Cameron Platter, Rainbow Thoia Thoing, 2017, wood, enamel paint, 8 1/2' x 24 x 24".

In 2013, South African artist Cameron Platter collaborated with weavers at ELC Art and Craft Center Rorke’s Drift, a storied art hub in rural KwaZulu-Natal province, on wool tapestries. Their abstract forms are based on digital collages the artist created from DVD covers for interracial pornographic films found online. Rather than amplify and ironize the noise of this libidinal media, Platter’s hand-spun tapestries obscure the source of his ludic play. His latest exhibition, titled “ZOL,” includes five colored-pencil drawings inspired by the same source material. It is the translation across media that energizes these works: The respective green and silver grounds of 93-asfAJIJJJJJJJ384-00z (Pink) and DE-39637619 (Skylar) (all works 2017) reveal an incremental method of filling in color; they are monuments to a determinedly slow studio process.

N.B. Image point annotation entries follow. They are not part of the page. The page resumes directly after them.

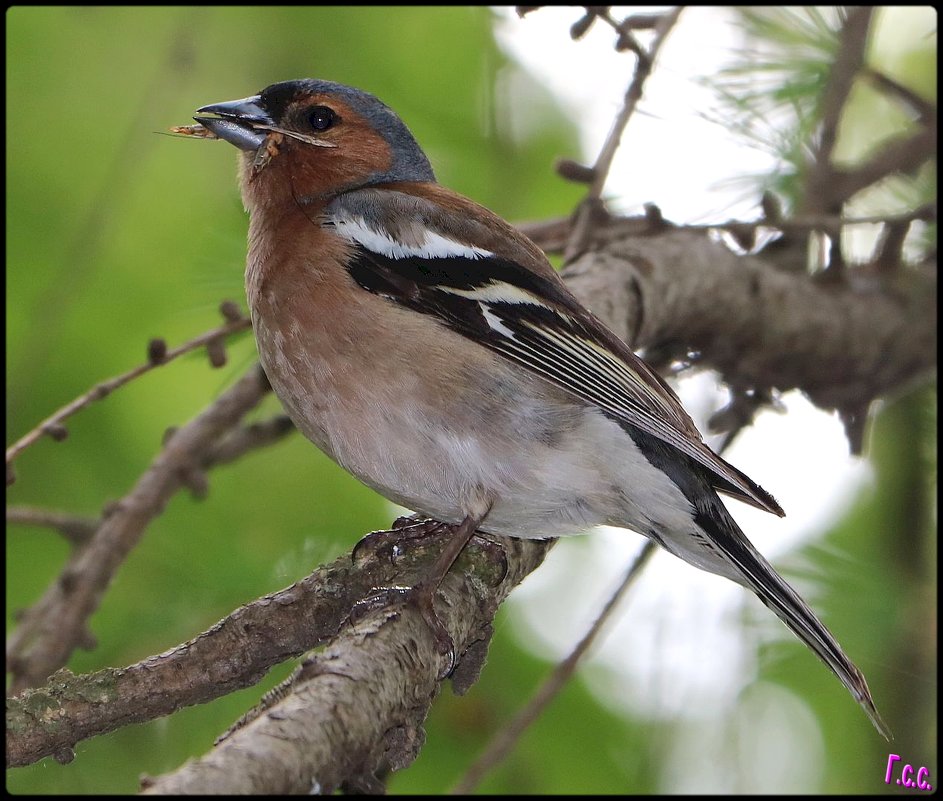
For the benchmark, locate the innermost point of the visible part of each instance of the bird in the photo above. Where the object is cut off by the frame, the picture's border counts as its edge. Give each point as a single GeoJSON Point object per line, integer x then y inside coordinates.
{"type": "Point", "coordinates": [431, 350]}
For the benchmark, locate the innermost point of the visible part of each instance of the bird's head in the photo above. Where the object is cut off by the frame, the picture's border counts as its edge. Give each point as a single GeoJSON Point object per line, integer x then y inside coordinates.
{"type": "Point", "coordinates": [309, 140]}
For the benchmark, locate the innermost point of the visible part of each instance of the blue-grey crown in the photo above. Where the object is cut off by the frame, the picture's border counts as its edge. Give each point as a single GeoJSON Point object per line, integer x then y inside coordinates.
{"type": "Point", "coordinates": [409, 162]}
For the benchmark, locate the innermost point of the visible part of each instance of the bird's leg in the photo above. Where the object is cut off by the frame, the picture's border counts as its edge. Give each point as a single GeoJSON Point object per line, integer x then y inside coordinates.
{"type": "Point", "coordinates": [387, 542]}
{"type": "Point", "coordinates": [422, 594]}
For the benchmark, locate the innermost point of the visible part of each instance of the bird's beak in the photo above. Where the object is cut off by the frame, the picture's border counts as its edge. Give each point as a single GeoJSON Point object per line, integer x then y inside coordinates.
{"type": "Point", "coordinates": [236, 121]}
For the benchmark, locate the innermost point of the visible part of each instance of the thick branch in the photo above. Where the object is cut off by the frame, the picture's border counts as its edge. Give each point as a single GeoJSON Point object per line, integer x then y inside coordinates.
{"type": "Point", "coordinates": [241, 648]}
{"type": "Point", "coordinates": [844, 345]}
{"type": "Point", "coordinates": [56, 625]}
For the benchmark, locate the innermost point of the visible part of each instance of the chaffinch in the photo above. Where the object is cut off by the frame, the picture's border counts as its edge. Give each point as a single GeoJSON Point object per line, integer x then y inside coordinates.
{"type": "Point", "coordinates": [430, 349]}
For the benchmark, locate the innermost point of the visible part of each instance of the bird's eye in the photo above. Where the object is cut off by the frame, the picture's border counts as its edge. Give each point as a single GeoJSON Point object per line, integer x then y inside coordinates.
{"type": "Point", "coordinates": [320, 118]}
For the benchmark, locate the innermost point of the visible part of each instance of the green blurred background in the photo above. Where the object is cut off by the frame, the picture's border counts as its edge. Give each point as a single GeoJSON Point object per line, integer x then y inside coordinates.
{"type": "Point", "coordinates": [117, 234]}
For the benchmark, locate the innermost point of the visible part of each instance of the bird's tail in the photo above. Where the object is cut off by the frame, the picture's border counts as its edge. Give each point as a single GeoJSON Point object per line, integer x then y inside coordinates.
{"type": "Point", "coordinates": [753, 571]}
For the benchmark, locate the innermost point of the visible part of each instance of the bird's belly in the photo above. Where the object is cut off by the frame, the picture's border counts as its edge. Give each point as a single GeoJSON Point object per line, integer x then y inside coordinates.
{"type": "Point", "coordinates": [477, 434]}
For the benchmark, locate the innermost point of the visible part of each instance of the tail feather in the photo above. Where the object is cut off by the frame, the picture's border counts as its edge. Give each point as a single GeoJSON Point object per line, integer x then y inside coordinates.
{"type": "Point", "coordinates": [752, 570]}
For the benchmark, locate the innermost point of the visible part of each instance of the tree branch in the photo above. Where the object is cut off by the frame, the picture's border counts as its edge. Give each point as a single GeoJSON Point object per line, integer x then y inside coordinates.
{"type": "Point", "coordinates": [56, 625]}
{"type": "Point", "coordinates": [241, 648]}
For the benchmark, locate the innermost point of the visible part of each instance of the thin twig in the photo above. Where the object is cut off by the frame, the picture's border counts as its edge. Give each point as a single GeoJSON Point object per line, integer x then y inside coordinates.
{"type": "Point", "coordinates": [58, 623]}
{"type": "Point", "coordinates": [643, 67]}
{"type": "Point", "coordinates": [819, 194]}
{"type": "Point", "coordinates": [74, 528]}
{"type": "Point", "coordinates": [552, 235]}
{"type": "Point", "coordinates": [924, 109]}
{"type": "Point", "coordinates": [53, 424]}
{"type": "Point", "coordinates": [501, 745]}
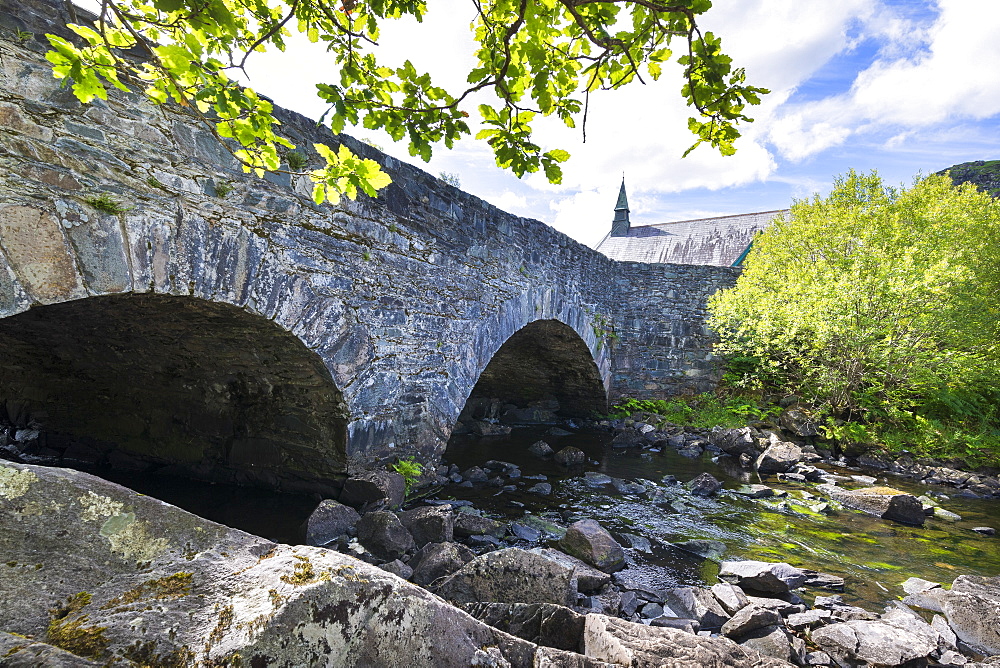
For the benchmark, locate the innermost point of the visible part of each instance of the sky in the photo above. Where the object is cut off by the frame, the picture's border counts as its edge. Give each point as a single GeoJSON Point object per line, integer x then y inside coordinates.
{"type": "Point", "coordinates": [898, 86]}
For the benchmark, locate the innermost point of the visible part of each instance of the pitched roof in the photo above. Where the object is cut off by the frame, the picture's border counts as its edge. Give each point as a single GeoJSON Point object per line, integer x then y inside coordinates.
{"type": "Point", "coordinates": [713, 241]}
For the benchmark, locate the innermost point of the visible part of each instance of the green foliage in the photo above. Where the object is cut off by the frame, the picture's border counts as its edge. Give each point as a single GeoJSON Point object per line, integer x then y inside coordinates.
{"type": "Point", "coordinates": [106, 203]}
{"type": "Point", "coordinates": [410, 469]}
{"type": "Point", "coordinates": [68, 628]}
{"type": "Point", "coordinates": [880, 307]}
{"type": "Point", "coordinates": [223, 188]}
{"type": "Point", "coordinates": [535, 59]}
{"type": "Point", "coordinates": [296, 161]}
{"type": "Point", "coordinates": [451, 178]}
{"type": "Point", "coordinates": [705, 410]}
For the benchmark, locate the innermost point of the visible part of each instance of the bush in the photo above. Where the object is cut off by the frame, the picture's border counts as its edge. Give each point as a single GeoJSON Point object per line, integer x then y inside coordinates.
{"type": "Point", "coordinates": [879, 306]}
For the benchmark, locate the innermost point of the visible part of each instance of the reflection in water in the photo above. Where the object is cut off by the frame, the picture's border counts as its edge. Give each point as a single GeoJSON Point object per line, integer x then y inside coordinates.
{"type": "Point", "coordinates": [873, 555]}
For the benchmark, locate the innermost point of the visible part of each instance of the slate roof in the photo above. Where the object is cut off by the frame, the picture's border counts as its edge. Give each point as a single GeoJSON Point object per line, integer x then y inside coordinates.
{"type": "Point", "coordinates": [713, 241]}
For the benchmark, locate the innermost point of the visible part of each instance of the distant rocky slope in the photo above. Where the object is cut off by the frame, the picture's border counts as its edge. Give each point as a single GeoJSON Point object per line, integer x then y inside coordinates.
{"type": "Point", "coordinates": [983, 173]}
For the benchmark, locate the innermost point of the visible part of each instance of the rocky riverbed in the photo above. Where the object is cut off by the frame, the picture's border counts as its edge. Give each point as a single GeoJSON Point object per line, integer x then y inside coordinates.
{"type": "Point", "coordinates": [540, 544]}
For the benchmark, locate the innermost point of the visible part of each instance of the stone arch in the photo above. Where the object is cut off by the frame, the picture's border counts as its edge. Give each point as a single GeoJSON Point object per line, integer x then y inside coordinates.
{"type": "Point", "coordinates": [62, 260]}
{"type": "Point", "coordinates": [542, 344]}
{"type": "Point", "coordinates": [149, 381]}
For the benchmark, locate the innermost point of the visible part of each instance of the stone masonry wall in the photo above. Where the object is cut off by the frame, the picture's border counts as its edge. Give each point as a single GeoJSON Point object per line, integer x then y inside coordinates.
{"type": "Point", "coordinates": [404, 297]}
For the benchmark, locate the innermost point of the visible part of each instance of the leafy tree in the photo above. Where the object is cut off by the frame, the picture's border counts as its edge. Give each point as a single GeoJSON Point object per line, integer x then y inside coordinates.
{"type": "Point", "coordinates": [539, 57]}
{"type": "Point", "coordinates": [880, 305]}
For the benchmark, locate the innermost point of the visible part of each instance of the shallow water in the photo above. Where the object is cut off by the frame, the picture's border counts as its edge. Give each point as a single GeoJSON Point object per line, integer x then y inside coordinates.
{"type": "Point", "coordinates": [874, 556]}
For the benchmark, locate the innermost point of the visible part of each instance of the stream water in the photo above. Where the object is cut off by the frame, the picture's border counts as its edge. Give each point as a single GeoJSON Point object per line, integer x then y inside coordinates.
{"type": "Point", "coordinates": [874, 556]}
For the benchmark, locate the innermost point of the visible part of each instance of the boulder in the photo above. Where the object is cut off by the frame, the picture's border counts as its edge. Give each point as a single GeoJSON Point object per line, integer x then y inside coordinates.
{"type": "Point", "coordinates": [437, 560]}
{"type": "Point", "coordinates": [511, 576]}
{"type": "Point", "coordinates": [570, 456]}
{"type": "Point", "coordinates": [799, 422]}
{"type": "Point", "coordinates": [704, 485]}
{"type": "Point", "coordinates": [762, 576]}
{"type": "Point", "coordinates": [884, 502]}
{"type": "Point", "coordinates": [429, 524]}
{"type": "Point", "coordinates": [730, 597]}
{"type": "Point", "coordinates": [384, 535]}
{"type": "Point", "coordinates": [750, 618]}
{"type": "Point", "coordinates": [541, 623]}
{"type": "Point", "coordinates": [698, 604]}
{"type": "Point", "coordinates": [377, 488]}
{"type": "Point", "coordinates": [735, 442]}
{"type": "Point", "coordinates": [588, 578]}
{"type": "Point", "coordinates": [330, 520]}
{"type": "Point", "coordinates": [590, 542]}
{"type": "Point", "coordinates": [774, 641]}
{"type": "Point", "coordinates": [541, 449]}
{"type": "Point", "coordinates": [467, 524]}
{"type": "Point", "coordinates": [890, 641]}
{"type": "Point", "coordinates": [972, 607]}
{"type": "Point", "coordinates": [125, 579]}
{"type": "Point", "coordinates": [623, 643]}
{"type": "Point", "coordinates": [779, 457]}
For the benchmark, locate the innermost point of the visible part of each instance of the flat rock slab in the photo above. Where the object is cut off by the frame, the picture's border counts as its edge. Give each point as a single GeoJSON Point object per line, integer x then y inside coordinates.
{"type": "Point", "coordinates": [884, 502]}
{"type": "Point", "coordinates": [762, 576]}
{"type": "Point", "coordinates": [207, 593]}
{"type": "Point", "coordinates": [511, 576]}
{"type": "Point", "coordinates": [626, 644]}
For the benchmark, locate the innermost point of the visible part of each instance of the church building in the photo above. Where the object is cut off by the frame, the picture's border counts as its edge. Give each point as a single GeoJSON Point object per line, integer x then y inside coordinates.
{"type": "Point", "coordinates": [722, 241]}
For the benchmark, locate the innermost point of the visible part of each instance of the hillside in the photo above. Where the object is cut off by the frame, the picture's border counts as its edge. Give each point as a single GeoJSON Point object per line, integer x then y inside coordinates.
{"type": "Point", "coordinates": [983, 173]}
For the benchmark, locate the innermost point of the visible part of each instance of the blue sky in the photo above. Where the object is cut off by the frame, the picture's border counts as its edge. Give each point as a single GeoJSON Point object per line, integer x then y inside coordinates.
{"type": "Point", "coordinates": [897, 86]}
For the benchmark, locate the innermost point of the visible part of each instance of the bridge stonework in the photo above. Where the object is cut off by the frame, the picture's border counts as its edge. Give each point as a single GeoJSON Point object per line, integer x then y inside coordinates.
{"type": "Point", "coordinates": [403, 299]}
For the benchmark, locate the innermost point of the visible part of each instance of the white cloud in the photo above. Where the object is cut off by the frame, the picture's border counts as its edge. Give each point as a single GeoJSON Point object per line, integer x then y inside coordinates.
{"type": "Point", "coordinates": [925, 76]}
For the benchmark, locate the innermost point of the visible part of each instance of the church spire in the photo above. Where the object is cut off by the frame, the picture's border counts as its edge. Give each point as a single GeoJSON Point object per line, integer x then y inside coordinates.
{"type": "Point", "coordinates": [620, 225]}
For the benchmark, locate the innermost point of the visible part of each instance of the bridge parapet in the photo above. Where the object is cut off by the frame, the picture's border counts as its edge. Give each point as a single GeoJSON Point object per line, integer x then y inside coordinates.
{"type": "Point", "coordinates": [404, 297]}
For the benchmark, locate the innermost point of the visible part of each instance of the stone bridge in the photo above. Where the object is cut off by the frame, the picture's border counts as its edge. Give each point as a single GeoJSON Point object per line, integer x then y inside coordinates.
{"type": "Point", "coordinates": [226, 327]}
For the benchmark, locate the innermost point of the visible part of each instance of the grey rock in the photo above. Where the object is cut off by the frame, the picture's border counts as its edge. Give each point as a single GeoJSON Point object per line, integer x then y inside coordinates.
{"type": "Point", "coordinates": [890, 641]}
{"type": "Point", "coordinates": [696, 603]}
{"type": "Point", "coordinates": [884, 502]}
{"type": "Point", "coordinates": [467, 524]}
{"type": "Point", "coordinates": [687, 625]}
{"type": "Point", "coordinates": [588, 541]}
{"type": "Point", "coordinates": [707, 549]}
{"type": "Point", "coordinates": [229, 592]}
{"type": "Point", "coordinates": [762, 576]}
{"type": "Point", "coordinates": [570, 456]}
{"type": "Point", "coordinates": [384, 535]}
{"type": "Point", "coordinates": [397, 568]}
{"type": "Point", "coordinates": [750, 618]}
{"type": "Point", "coordinates": [704, 485]}
{"type": "Point", "coordinates": [429, 524]}
{"type": "Point", "coordinates": [779, 457]}
{"type": "Point", "coordinates": [773, 641]}
{"type": "Point", "coordinates": [972, 608]}
{"type": "Point", "coordinates": [330, 520]}
{"type": "Point", "coordinates": [437, 560]}
{"type": "Point", "coordinates": [540, 623]}
{"type": "Point", "coordinates": [799, 422]}
{"type": "Point", "coordinates": [589, 579]}
{"type": "Point", "coordinates": [800, 621]}
{"type": "Point", "coordinates": [373, 489]}
{"type": "Point", "coordinates": [511, 576]}
{"type": "Point", "coordinates": [730, 597]}
{"type": "Point", "coordinates": [595, 479]}
{"type": "Point", "coordinates": [639, 646]}
{"type": "Point", "coordinates": [541, 449]}
{"type": "Point", "coordinates": [755, 491]}
{"type": "Point", "coordinates": [640, 543]}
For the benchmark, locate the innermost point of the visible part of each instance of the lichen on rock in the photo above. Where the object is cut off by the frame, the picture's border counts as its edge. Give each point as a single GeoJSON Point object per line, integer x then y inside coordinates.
{"type": "Point", "coordinates": [15, 483]}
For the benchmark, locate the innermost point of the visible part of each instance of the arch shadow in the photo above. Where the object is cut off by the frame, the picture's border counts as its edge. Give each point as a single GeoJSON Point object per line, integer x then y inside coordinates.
{"type": "Point", "coordinates": [178, 385]}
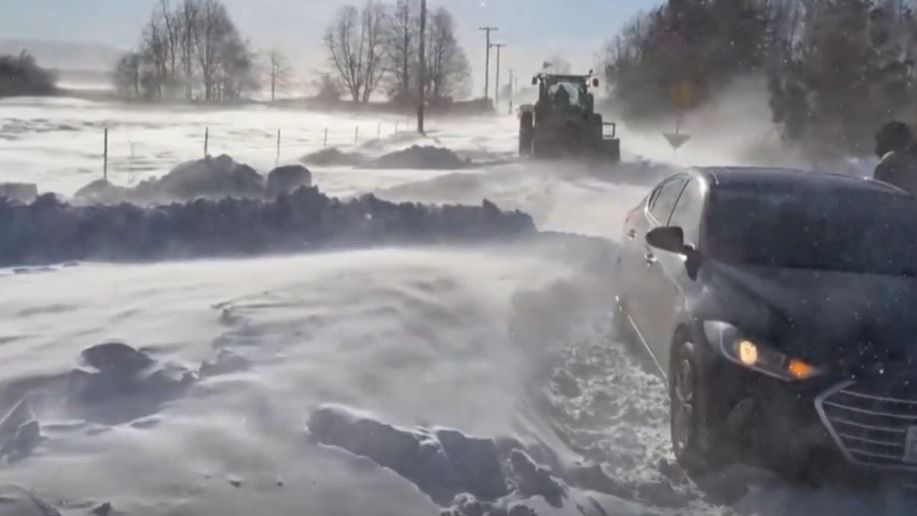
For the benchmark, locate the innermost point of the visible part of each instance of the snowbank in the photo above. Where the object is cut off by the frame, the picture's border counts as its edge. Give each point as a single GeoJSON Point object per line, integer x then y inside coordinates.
{"type": "Point", "coordinates": [334, 157]}
{"type": "Point", "coordinates": [48, 231]}
{"type": "Point", "coordinates": [208, 178]}
{"type": "Point", "coordinates": [450, 467]}
{"type": "Point", "coordinates": [22, 192]}
{"type": "Point", "coordinates": [426, 157]}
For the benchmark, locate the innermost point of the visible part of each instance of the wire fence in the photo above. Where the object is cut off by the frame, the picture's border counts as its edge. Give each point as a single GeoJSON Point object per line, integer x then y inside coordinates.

Platter came to prominence in the aughts with a repertoire of impudently Pop drawings and sculptures that were insistently figurative and often framed by gonzo narratives. His three enamel-painted wood sculptures displayed here lightly recall this earlier self. Reclining Figure Red Yellow Pink Closer (ohhhh) presents a bright yellow imitation of a plastic lounger, with an upright, noodle-like red piece evoking a human. Partly named after a 2003 song by R. Kelly, Rainbow Thoia Thoing  is a sculptural tower composed of the likenesses of two white deck chairs and four cinder blocks, painted black; the absurd juxtaposition of title and form successfully renders his enduring interest in collage and popular culture into a three-dimensional object. Pivoting between figuration and abstraction, nine drawings—of marks that almost become effigies and, in the case of Beware Beware, an elephant walking on its hind legs—are, first and foremost, smudged sites of uncluttered invention.